Monday, November 21, 2011

Sql Azure Import-Export Service / bacpac / dac / Extract Dat-Tier Application

B"H

It goes by many names, but to me it is one thing ...
The much needed sql azure backup solution that has been so sorely missing since sql azure launched.

At first they tried telling us that there is no need for backups because their datacenters are so secure that nothing could ever go wrong, and they could be correct - they will never lose our data. BUT - and this is a big but - one of the main reasons we backup data is to protect against human error. so unless we could create versioned backups, our data was vulnerable.

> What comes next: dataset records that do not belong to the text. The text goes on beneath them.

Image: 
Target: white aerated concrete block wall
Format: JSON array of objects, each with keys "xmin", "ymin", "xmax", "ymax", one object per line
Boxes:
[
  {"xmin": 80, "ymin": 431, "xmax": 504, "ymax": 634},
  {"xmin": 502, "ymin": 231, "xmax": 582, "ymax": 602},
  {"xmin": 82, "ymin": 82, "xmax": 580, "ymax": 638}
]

There were many quazy-solutions. SqlAzureMW, Sync Framework, etc. but none of them allowed you to schedule a backup or give your users a way to create an instantaneous backup before they do some action that could corrupt data. Until now ... I am hoping that this new Export service might finaly be what we need

Before we start
It appears that the service - which is an http endpoint that exports your entire database to an azure storage account - needs to be run be the "server-level principal login (created by the provisioning process)". There are many documents that suggest that there is some combination of permissions that would allow another user to execute the command and trigger a backup. However I have not been able to get any other user to be able to execute it. Maybe because most of those documents (including the http error returned by the server) seam to be written for denali (primarily the on-premises version). Even if I could get it to work I would not want to give those permissions to any user using the database interactively - much less every user.
That leaves us with the only option being creating a service on a secure server that will execute the command to trigger the backup using my personal login. Being that the location of the backups will be hardcoded into the service (i.e. not a parameter) together with my azure storage access key. I can be pretty comfortable allowing anyone to trigger a backup without being concerned with it being a security risk. As I can know exactly where those bacpacs are going and that they can not be redirected into the wrong hands.
That being said... how do you call this http endpoint?

The good stuff
Redgate has a free utility that takes your parameters and issues the call on your behalf. They even have a command prompt that you could put in a batch file. but what if you want to include it in you application (or run it in your service)?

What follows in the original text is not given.